Ukrainian airline counts cost of Canadian court battle as it aims to get its outsize cargo business back on track

Ukraine's Antonov Airlines has won a lengthy legal battle in Canada to free a seized An-124-100 Ruslan, enabling it to begin actively marketing its outsize cargo charter business again.

The aircraft is the second of seven Ruslans operated by Antonov Airlines that has been seized: the other is parked at a Belgian air force base outside Brussels pending a similar trial in April. Both countries recognise the rulings of the international court or arbitrage in Stockholm and allow third country nationals to freeze assets of debtors .

The airline's commercial director Valery Kulbaka says marketing activity has been effectively suspended over the past 18 months while it fought the successive cases. He adds that the company needs increased activity to recoup the estimated $75 million business downturn directly attributable to the seizure of the An-124 as well as legal costs.

Operations have also been restricted due to a "no-fly zone" of countries thought likely to enforce similar seizure orders.

"We're happy because at last it is resolved, but all is not solved: we still have an aircraft seized, we're still fighting in Europe, don't have access to the USA and we've suffered a colossal loss of business," says Kulbaka. He is confident the essential question of ownership proved in the Canadian case will convince Belgian judges to follow suit and reopen countries that recognise the Swedish court to the carrier.

Antonov Airlines is now to launch a lawsuit for damages estimated to exceed $100 million, but admits it has little chance of winning against TMR (formerly owned by The Mark Rich Company), which has no assets in Canada, says Kulbaka. Instead, it is to concentrate on rebuilding the business, which suffered a 39% drop in revenues last year as a combined result of loss of customer confidence and the operating restrictions.

Antonov Airlines is now preparing the aircraft for flight and return to revenue service. It was grounded at Goose Bay for over 18 months while the provincial and appeal court of Newfoundland-Labrador considered the case.

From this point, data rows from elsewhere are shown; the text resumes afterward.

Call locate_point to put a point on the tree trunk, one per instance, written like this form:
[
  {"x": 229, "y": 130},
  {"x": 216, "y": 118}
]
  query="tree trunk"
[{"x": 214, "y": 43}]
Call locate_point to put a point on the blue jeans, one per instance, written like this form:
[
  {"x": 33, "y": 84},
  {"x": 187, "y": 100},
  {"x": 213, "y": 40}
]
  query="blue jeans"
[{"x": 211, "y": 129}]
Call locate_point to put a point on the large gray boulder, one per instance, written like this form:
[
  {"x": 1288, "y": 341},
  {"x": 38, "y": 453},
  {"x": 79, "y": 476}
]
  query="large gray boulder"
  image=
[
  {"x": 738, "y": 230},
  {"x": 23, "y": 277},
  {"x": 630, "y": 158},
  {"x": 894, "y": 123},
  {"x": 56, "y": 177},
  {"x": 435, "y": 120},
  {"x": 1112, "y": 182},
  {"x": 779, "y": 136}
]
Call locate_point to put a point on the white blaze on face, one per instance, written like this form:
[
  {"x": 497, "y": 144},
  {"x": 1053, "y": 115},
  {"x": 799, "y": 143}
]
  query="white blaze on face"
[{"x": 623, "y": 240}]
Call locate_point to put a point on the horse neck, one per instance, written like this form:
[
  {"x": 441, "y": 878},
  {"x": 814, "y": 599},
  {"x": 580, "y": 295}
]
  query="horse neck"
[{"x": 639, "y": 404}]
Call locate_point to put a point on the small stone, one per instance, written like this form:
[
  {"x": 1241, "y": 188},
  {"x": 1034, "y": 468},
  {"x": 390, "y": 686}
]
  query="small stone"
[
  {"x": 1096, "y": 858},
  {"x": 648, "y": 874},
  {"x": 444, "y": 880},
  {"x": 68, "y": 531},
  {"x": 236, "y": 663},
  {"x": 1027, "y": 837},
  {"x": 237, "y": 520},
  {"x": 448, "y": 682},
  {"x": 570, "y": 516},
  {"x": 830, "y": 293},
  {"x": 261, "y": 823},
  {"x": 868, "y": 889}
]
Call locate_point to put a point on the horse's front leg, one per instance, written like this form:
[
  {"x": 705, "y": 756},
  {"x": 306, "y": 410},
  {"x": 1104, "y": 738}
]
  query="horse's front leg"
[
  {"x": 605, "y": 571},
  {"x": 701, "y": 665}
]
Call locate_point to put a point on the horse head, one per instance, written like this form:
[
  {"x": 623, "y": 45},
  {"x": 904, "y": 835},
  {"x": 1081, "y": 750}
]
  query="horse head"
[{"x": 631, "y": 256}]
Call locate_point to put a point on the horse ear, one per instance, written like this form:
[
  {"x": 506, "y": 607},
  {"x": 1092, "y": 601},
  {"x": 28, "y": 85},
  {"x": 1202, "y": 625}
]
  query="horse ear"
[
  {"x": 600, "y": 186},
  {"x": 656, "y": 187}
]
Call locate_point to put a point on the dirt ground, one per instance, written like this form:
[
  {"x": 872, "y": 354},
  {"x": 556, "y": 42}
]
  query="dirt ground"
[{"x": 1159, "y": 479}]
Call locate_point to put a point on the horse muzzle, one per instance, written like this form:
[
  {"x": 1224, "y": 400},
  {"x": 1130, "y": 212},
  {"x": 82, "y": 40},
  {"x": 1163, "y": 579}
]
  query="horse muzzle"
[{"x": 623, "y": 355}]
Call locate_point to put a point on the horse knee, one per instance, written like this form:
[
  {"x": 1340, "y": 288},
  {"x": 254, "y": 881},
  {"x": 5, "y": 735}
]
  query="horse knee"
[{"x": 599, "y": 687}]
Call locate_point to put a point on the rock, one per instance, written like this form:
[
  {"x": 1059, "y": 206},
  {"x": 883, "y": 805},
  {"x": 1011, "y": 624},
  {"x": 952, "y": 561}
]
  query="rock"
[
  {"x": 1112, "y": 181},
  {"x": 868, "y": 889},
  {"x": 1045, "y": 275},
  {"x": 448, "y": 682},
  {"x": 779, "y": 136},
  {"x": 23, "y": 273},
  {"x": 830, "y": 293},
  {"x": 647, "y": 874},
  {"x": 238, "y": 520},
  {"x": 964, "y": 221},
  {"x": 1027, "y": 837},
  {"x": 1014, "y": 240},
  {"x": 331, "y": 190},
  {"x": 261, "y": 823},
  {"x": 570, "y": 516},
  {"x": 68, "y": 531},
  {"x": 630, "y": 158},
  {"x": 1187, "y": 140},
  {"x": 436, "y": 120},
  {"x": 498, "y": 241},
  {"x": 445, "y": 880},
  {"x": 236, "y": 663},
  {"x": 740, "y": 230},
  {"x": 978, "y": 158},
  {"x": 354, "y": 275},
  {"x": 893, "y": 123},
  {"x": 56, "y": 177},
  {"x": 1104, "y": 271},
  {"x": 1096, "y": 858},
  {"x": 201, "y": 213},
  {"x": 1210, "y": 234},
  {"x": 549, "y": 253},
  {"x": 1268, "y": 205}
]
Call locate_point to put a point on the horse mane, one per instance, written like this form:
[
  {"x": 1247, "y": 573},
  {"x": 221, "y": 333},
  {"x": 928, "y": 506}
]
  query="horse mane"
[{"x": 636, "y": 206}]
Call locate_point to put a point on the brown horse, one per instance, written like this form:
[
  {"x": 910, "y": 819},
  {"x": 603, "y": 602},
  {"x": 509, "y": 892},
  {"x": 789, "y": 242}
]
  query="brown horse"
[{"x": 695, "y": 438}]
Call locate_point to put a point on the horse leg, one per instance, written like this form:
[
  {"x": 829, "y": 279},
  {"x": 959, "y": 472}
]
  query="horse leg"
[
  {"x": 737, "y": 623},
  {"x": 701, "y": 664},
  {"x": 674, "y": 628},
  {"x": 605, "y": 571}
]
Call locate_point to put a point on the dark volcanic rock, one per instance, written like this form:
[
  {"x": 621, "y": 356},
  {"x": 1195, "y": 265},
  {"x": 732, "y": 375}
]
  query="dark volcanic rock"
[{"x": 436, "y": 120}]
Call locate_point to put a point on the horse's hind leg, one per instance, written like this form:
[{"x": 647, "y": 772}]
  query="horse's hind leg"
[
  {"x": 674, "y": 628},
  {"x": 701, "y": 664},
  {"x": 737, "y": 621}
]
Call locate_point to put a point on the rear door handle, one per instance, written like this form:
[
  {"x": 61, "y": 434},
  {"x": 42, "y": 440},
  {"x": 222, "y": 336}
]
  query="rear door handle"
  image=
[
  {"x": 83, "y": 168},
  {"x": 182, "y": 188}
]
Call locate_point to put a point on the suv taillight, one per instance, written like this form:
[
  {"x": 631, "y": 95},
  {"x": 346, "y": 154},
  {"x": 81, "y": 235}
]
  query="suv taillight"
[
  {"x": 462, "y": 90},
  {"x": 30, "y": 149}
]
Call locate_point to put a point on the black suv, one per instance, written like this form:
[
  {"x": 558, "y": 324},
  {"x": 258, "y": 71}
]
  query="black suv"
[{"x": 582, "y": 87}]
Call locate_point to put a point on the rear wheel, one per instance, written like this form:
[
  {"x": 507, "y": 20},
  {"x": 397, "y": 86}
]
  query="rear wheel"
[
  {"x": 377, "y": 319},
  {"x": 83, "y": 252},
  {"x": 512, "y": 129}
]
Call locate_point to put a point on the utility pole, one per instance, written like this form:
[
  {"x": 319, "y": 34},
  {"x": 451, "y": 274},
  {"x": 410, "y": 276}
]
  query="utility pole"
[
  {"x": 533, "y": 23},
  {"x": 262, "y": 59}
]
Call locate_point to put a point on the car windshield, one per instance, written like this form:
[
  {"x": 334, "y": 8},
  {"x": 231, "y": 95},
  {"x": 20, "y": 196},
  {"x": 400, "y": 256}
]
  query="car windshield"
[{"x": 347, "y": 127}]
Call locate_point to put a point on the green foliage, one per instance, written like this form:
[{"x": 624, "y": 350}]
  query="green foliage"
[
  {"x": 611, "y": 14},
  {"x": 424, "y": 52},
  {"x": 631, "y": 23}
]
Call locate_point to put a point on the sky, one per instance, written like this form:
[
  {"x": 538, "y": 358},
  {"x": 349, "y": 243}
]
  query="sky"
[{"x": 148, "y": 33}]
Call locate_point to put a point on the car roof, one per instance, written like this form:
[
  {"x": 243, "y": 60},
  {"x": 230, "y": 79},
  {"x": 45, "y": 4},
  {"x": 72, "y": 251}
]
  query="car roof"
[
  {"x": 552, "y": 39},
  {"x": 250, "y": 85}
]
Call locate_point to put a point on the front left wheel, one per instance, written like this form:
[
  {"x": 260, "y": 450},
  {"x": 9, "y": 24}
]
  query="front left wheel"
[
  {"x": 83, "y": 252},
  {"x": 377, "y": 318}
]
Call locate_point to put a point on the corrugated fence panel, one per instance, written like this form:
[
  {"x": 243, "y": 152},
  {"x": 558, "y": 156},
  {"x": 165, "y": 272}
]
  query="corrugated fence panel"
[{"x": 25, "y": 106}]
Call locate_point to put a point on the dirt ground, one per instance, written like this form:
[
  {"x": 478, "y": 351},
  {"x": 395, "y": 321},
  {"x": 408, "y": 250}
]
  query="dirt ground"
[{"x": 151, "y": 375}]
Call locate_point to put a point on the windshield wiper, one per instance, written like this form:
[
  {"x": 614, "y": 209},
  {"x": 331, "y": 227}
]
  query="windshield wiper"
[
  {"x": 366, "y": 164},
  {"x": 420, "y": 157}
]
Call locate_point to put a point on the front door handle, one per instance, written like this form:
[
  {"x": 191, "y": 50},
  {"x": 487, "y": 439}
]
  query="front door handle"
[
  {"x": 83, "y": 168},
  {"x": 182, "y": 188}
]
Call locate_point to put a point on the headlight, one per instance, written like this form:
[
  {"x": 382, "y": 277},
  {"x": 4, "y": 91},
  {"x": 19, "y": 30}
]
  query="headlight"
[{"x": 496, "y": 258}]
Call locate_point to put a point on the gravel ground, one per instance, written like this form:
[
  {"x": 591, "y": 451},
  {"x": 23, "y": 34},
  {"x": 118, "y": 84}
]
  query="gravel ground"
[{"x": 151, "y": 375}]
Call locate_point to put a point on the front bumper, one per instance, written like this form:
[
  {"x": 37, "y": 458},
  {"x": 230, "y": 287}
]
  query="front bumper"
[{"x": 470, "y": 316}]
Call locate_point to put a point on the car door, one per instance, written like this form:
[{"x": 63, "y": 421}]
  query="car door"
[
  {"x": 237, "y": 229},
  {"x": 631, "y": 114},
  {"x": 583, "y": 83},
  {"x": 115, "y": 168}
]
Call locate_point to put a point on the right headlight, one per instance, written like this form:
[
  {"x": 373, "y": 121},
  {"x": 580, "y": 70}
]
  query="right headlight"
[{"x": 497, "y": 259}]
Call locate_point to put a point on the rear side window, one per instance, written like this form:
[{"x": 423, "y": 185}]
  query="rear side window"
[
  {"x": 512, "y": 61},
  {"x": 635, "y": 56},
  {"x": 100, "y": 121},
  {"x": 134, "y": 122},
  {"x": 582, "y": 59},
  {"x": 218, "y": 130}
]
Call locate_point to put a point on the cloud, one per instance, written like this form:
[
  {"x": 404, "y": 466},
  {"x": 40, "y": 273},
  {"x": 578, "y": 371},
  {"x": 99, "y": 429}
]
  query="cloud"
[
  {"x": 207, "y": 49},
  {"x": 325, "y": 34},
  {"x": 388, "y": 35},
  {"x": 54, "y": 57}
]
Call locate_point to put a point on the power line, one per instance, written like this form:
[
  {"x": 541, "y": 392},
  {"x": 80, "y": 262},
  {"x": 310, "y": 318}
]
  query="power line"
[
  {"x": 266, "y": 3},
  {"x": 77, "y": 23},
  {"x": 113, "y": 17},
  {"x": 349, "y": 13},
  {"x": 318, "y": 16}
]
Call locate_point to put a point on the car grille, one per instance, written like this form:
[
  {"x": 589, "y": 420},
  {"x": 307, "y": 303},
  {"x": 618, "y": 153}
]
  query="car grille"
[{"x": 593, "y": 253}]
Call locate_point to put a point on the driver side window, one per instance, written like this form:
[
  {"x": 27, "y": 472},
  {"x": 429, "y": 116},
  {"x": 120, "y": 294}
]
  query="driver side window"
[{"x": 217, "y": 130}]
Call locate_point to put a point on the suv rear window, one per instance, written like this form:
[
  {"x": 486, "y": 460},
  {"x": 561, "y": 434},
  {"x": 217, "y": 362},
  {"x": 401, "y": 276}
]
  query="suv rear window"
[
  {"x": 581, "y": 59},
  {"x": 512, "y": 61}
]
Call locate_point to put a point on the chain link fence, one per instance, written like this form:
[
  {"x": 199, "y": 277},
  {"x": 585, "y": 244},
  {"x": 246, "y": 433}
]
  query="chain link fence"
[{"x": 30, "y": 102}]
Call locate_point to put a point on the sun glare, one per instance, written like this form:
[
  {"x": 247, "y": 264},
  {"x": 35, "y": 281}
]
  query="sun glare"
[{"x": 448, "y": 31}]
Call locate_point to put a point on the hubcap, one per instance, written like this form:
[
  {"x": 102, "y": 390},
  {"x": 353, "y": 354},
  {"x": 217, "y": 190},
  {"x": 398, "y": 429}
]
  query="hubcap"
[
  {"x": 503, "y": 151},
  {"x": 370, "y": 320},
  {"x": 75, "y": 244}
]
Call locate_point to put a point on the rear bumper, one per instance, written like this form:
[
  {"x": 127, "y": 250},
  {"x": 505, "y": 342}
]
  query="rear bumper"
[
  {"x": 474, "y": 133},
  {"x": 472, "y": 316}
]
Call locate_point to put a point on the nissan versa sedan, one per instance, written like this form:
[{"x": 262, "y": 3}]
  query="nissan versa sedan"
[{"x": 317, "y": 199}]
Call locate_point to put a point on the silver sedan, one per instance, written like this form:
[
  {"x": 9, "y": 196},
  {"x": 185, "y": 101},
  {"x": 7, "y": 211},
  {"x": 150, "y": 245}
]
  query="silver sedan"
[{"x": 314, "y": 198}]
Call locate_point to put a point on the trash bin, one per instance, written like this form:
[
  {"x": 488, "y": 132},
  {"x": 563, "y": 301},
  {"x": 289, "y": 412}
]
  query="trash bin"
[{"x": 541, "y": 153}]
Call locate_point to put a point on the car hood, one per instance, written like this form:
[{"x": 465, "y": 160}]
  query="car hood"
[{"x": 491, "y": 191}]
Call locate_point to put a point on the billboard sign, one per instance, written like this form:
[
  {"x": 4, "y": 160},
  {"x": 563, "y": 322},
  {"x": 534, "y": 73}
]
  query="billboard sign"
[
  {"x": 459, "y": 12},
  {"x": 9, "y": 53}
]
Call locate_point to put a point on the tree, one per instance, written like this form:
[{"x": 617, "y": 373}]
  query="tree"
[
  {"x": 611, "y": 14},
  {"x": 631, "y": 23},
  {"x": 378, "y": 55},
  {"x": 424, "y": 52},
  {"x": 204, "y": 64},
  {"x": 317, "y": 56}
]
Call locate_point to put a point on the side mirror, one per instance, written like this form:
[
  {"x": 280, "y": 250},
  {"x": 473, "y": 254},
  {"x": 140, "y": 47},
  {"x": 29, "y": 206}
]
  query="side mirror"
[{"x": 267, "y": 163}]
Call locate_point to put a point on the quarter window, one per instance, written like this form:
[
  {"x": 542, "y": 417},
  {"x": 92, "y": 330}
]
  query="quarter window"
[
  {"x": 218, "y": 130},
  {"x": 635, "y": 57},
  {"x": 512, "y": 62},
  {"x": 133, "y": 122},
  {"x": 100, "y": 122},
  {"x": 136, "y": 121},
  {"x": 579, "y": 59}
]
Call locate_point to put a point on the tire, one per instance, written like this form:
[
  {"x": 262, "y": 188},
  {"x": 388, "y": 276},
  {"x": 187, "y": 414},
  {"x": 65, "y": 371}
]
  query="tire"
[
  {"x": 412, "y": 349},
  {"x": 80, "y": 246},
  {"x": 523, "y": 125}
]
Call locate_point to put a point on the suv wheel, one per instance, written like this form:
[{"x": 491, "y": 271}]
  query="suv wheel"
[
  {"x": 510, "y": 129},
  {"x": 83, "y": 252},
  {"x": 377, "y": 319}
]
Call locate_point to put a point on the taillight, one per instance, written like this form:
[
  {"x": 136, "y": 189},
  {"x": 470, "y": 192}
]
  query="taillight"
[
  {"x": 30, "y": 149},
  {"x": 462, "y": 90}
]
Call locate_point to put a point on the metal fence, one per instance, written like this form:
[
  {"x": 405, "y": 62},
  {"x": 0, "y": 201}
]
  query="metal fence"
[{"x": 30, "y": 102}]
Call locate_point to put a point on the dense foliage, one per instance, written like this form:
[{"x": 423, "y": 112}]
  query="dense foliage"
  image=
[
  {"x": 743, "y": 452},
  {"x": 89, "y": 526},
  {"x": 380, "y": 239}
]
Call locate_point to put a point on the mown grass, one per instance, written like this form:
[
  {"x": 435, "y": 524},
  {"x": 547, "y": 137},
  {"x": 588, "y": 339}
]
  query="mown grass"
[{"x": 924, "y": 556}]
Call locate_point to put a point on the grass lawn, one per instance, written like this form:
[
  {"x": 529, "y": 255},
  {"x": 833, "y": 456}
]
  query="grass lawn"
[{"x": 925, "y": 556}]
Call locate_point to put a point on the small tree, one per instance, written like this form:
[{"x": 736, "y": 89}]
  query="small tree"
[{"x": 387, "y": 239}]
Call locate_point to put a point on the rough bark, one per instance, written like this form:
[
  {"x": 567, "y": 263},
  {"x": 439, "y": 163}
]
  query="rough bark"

 How TMR confused the case

The Canadian federal court of appeal ruled last week that Cypriot company TMR Energy had no grounds to request the seizure of the Antonov Airlines An-124 at Goose Bay airport in June 2003, since an alleged debt owed to TMR by the State Property Fund of Ukraine had no relation to the Antonov Design Bureau or its Antonov Airlines division. The Canadian ruling found that TMR deliberately described Antonov Airlines as being a Ukrainian state entity "in such a way as to create some confusion" from which it would benefit. It also finds that TMR abused procedure in bringing the initial case in front of a low-level prothonotary court with little experience of the international arbitrage court.